И еще Лавров заметил переплетение в своем друге и соратнике мажорного и минорного начал: очевидный мажор был результатом его издательских инициатив, глубокий минор рождался в его душе при столкновении с новой Россией, которую он узнавал заново при возвращении в 1991-м из Парижа, где он за пятнадцать лет пообжился, пообвык…
Тут нужно заметить, что Аллой приехал на разведку четырьмя годами раньше, чтобы понять, почувствовать, насколько серьезны изменения в стране, провозгласившей перестройку, объявившей гласность, и можно ли здесь, на родине, продолжать то общее дело воскрешения, возрождения исторической памяти, которым он занимался в Париже при поддержке друзей из Союза.
Выяснилось, что можно, но очень и очень трудно. Капитальность и необратимость демократических преобразований он брал под сомнение. В предпосланном 25-му, последнему тому «Минувшего», вышедшему в Петербурге в 1999-м, предисловии издатель подводил итоги эпохе, работе и, как выяснится довольно скоро, и самой своей жизни:
«За эти годы канула в Лету целая эпоха, в Кремле сменилось уже пятеро диктаторов и, как минимум, три идеологии, проиграны две войны, говорят, что разрушен коммунизм.
Последнее утверждение, правда, остается лишь гипотезой, к тому же бездоказательной. Зато совершенно очевиден другой, поистине тектонический сдвиг: исчезла, и теперь уже безвозвратно, страна – многовековая Российская империя, – которая, как бы ни относиться к ней, определяла и миросозерцание, и культуру, и самосознание, и быт населявших ее людей. Не выходя за рамки того дела, о котором говорилось выше (
Для изучения нового исторического образования понадобятся, вероятно, иные методы, иные формы, которые еще предстоит выработать. Трудно сказать, под силу ли это нашему поколению, всей жизнью своей связанному с прошлым».
Выпустив 25-й том в отстроенном на питерском болоте «Фениксе» (издательство Аллоя получило премию «Северная Пальмира» как лучшее из 300 петербургских издательств), заработав издательскую марку, набрав много материалов, успешный издатель бросает налаженное дело и весной 1999-го перебирается во Францию.

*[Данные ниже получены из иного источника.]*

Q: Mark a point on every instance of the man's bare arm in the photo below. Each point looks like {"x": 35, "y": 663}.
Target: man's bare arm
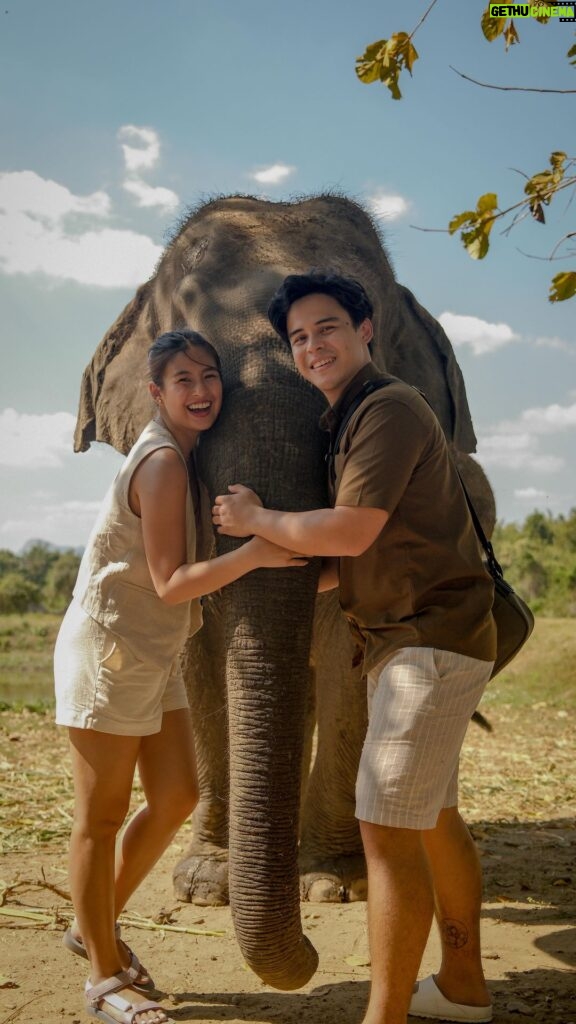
{"x": 338, "y": 531}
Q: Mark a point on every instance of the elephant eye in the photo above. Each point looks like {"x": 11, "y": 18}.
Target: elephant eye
{"x": 194, "y": 254}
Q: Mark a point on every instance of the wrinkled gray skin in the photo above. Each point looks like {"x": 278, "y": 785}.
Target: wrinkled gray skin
{"x": 251, "y": 670}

Не для кого, считает, ему теперь здесь работать: страна и ее культура летят в пропасть, библиотеки разорены и давно не приобретают книг, а его потенциальный читатель – научная интеллигенция – объят ужасом последнего дня Помпеи и превращен в люмпена.

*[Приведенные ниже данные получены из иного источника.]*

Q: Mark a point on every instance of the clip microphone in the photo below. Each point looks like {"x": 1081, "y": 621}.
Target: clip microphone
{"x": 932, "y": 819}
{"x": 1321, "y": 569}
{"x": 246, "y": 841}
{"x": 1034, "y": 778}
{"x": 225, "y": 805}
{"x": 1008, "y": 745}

Развивать академическое, заведомо неприбыльное дело среди всеобщего распада он полагает чистым безумием. Да и что-то внутренне исчезло, словно кончился завод.

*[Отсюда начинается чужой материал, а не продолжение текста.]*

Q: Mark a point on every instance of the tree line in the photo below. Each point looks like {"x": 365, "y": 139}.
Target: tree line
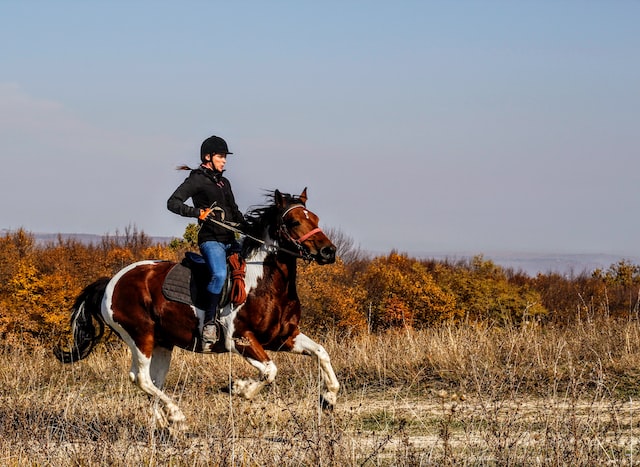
{"x": 359, "y": 293}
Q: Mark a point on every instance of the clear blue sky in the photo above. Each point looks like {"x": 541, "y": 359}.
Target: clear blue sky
{"x": 421, "y": 126}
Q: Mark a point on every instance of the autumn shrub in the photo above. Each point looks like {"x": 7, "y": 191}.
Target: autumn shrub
{"x": 485, "y": 293}
{"x": 401, "y": 292}
{"x": 330, "y": 302}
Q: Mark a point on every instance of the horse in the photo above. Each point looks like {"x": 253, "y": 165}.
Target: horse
{"x": 133, "y": 305}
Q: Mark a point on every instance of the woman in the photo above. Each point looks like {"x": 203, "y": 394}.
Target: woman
{"x": 212, "y": 199}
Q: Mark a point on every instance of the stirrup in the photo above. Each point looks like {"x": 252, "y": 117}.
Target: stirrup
{"x": 210, "y": 333}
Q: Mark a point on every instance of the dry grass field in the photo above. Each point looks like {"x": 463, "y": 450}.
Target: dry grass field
{"x": 453, "y": 395}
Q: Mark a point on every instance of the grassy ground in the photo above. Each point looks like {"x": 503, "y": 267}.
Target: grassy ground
{"x": 446, "y": 396}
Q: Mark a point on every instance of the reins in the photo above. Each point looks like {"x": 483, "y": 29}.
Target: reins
{"x": 301, "y": 253}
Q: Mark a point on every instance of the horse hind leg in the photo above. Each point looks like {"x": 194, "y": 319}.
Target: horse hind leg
{"x": 253, "y": 353}
{"x": 249, "y": 388}
{"x": 149, "y": 375}
{"x": 302, "y": 344}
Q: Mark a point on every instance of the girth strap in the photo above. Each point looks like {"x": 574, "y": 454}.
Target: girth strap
{"x": 238, "y": 293}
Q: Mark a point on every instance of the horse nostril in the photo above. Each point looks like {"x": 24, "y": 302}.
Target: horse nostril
{"x": 328, "y": 252}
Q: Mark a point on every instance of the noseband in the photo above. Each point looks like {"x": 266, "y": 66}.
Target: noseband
{"x": 285, "y": 233}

В Париже его, между прочим, никто не ждет, так что ближайшие друзья, тот же Виктор Семенюк, кинорежиссер, познакомивший меня с Володей четырнадцать лет назад, не верят в его окончательный переезд во Францию и полагают, что он вернется в Питер через несколько месяцев, убедившись, что жить без России он уже не сможет, будучи окончательно и навсегда ею отравлен.
Отравленность Россией и ее прошлым, наверное, мешали ему разглядеть в лике новой, возрождающейся из морока, исторического забытья родины приметы выздоровления. Да и пятнадцать парижских лет влияют на зрение реэмигранта-возвращенца, его избирательность. То, что мы, не сталкиваясь прежде в реальной жизни со свободой слова, с отсутствием цензуры, воспринимали как великое обретение, он, успевший еще «отравиться» и Парижем, воспринимал как нечто самоочевидное и посмеивался над телячьими восторгами «новообращенных».
Ну а что уж очень резало ему глаз, вызывало чрезвычайную досаду и даже клокочущую ненависть, так это постсоветское нуворишество, гримасы нашей псевдокапиталистической жизни (наблюдение А. В. Лаврова).
Как бы то ни было, многое, слишком многое отталкивало его от родной страны. В мемуаре «Дым отечества», второй части «Записок аутсайдера» Аллой писал:
«Куда же плыть? На родину? – я ведь все-таки французский гражданин, по крайней мере по паспорту. Или опять в эмиграцию? Но она закончилась, во всяком случае та, в которой мне однажды приходилось жить. Для существования диаспоры необходима разность потенциалов с метрополией, лишь она сможет гальванизировать искусственную эмигрантскую активность. Сегодня такой разности потенциалов нет, а следовательно, нет и рассеяния как компактной социальной среды. Есть отдельные люди. Вполне вероятно, что классическая эмиграция возникнет снова – с Россией ни в чем нельзя быть уверенным».
Долго будет родина больна
И с людьми, рожденными в России и отравленными ею, тоже ни в чем нельзя быть уверенными.